What is ZRTP?

ZRTP is a cryptographic key-agreement protocol to negotiate the keys for encryption between two end points in a Voice over Internet Protocol (VoIP) phone telephony call based on the Real-time Transport Protocol. It uses Diffie–Hellman key exchange and the Secure Real-time Transport Protocol (SRTP) for encryption. ZRTP stands for “Zimmermann Real-time Transport Protocol” and was developed by Silent Circle’s own, Phil Zimmermann.

Why do we need secure VoIP?

As VoIP grows into a replacement for the PSTN, we will absolutely need to protect it, or organized crime will be attacking it as intensively as they attack the rest of the Internet today. VoIP is far more vulnerable to interception than the PSTN. A PC on your office network can unknowingly host spyware that can intercept your corporate VoIP calls and store and organize them on a hard disk for convenient browsing by criminals half a world away, giving them trade secrets and insider trading opportunities.

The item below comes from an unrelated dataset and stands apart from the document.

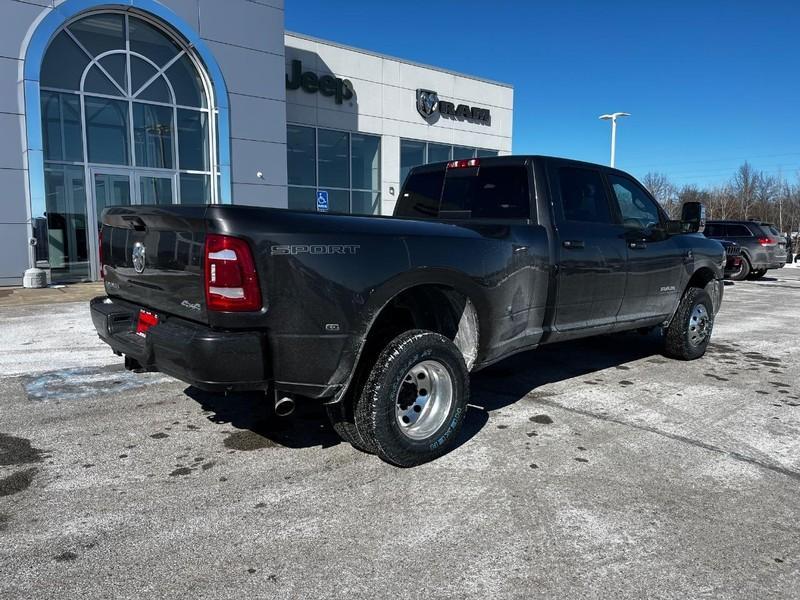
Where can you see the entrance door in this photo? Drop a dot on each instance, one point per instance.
(109, 187)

The Internet is not a safe medium to carry our phone calls. But Silent Circle solves these problems. This technology has social benefits. It has the power to change our lives, enabling us to have a private conversation any time we want with anyone, anywhere – without buying a plane ticket.

Why is the ZRTP protocol better?

The ZRTP protocol has some nice cryptographic features lacking in many other approaches to VoIP encryption. Although it uses a public key algorithm, it avoids the complexity of a public key infrastructure (PKI). In fact, it does not use persistent public keys at all. It uses ephemeral Diffie-Hellman with hash commitment, and allows the detection of man-in-the-middle (MiTM) attacks by displaying a short authentication string for the users to verbally compare over the phone. It has perfect forward secrecy, meaning the keys are destroyed at the end of the call, which precludes retroactively compromising the call by future disclosures of key material. But even if the users are too lazy to bother with short authentication strings, we still get fairly decent authentication against a MiTM attack, based on a form of key continuity. It does this by caching some key material to use in the next call, to be mixed in with the next call’s DH shared secret,giving it key continuity properties analogous to certificate authorities, All this is done without reliance on a PKI, key certification, trust models, or key management complexity that bedevils the email encryption world. It also does not rely on SIP signaling for the key management, and in fact does not rely on any servers at all. It performs its key agreements and key management in a purely peer-to-peer manner over the RTP packet stream. And it supports opportunistic encryption by auto-sensing if the other VoIP client supports ZRTP. ZRTP doesn’t need a PKI, and there are good reasons why it’s a mistake to require a PKI for secure VoIP. Plus, there have been a growing number of spectacular security failures of traditional PKIs. Nonetheless, ZRTP can use a PKI if you already have one up and running.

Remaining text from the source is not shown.